Huh. If this becomes law Wolverines would have to possess a gun permit to carry a lot-less-than-lethal-in-most-any-circumstance-you-can-name stun gun. That seems a bit . . . excessive.
What if you want to buy, own and carry a TASER without a background check, fingerprints, travel, fees, endless war stories from a pensioned cop and a test? What if you just want to read the TASER manual and, I dunno, watch some YouTube videos?
No dice. In fact, assuming that the committee used the word “evidently” in the sense of “we have evidence” (rather than “an intern did a quick Google search of other states’ TASER laws”), Michigan’s preventative “protections” against TASER abuse would be second to none.
Why? Is this high hurdle necessary? Or, for that matter, constitutional? Given that the second noun in the phrase “right to keep and bear arms” doesn’t have the word “fire” in front of it. But let’s stick with necessary . . .
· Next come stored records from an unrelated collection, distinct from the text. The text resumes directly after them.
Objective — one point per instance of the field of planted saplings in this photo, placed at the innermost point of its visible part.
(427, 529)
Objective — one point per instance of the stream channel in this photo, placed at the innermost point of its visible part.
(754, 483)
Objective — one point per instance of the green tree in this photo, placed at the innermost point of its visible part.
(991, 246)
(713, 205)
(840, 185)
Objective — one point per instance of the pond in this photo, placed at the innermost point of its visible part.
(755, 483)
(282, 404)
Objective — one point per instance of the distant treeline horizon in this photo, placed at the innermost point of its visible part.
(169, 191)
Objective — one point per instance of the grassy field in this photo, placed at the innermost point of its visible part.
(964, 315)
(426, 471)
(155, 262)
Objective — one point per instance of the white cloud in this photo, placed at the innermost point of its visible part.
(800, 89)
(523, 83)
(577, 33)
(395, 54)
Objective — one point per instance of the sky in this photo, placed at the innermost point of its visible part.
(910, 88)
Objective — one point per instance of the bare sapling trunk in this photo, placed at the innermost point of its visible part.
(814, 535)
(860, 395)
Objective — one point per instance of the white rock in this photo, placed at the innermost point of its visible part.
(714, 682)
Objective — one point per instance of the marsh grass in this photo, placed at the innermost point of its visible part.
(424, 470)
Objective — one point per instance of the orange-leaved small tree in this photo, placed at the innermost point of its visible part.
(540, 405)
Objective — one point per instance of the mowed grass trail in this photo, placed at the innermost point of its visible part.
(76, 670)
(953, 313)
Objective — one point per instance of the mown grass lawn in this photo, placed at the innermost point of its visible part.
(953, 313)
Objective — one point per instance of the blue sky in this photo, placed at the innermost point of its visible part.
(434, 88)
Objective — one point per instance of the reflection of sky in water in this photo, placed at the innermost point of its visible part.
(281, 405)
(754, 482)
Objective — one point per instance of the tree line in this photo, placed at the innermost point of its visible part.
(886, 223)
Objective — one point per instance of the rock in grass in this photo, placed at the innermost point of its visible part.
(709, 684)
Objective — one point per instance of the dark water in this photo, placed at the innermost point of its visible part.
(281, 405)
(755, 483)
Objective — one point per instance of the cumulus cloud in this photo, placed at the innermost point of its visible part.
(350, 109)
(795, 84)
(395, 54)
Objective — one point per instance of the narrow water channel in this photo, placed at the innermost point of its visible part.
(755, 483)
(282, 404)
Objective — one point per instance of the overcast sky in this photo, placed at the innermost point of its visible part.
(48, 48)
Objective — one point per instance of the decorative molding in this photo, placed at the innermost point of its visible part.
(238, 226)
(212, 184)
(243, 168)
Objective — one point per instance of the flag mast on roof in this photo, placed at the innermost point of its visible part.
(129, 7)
Under Michigan law, holders of CPLs are trained to understand when and under what circumstances they may use deadly force. People who have obtained a CPL have demonstrated an ability to follow the law and use firearms responsibly. The bills would allow the same law-abiding citizens who are licensed to carry a pistol to possess a taser, thereby giving them a less-than-lethal option for private protection.
So, basically, Michigan wants to continue infringing on their residents’ right to keep and bear arms and “allow” the ones who jump through the extra-constitutional hoops to carry both a firearm AND a TASER. If one life is saved . . .
Hang on. Anyone remember Oscar Grant, the young man shot to death by a San Francisco transit cop who mistook his gun for a TASER?
I mention this because the risk of reaching for the wrong weapon and killing someone by mistake (low as it is) seems higher than any civilian killing anyone with a TASER. Provided that the TASEd target isn’t suffering from excited delirium. And if they were, well, I wouldn’t want to face them without some kind of extremely effective weapon. Know what I mean?
Keeping in mind that there are plenty of laws in Michigan that would govern the use of civilian TASERs. Or, more specifically, the misuse of a TASER by a law-abiding citizen. It would be no more legal to TASE an innocent person than hit them with a baseball bat or stab them with a knife or strike them with your fist. Or drive over them. Or drop a safe on their head. Or put weed killer in their coffee. Etc.
Bottom line: when TASERs are outlawed, only police have TASERs. Which doesn’t strike me as fair. Nor am I particularly enamored of the fines or the fiscal impact statement at the bottom of this authoritarian effort to deny Michigan residents easy access to safe, life-saving personal defense technology.
A person who violates the no-carry-zone prohibition is responsible for a State civil infraction and may be fined up to $500 for a first offense. A second violation is a misdemeanor punishable by a $1,000 maximum fine. A third or subsequent violation is a felony punishable by up to four years’ imprisonment, a maximum fine of $5,000, or both. These penalties also would apply to a CPL holder who carried an EMD device in a no-carry zone, subject to the exceptions for specified individuals.) . . .
Additional penal fine revenue would benefit public libraries.
So there it is: restrict TASERs to vetted, taxed and trained citizens for the children. Well, an institution (public library) that’s been doomed by the internet. As should this ridiculous bill.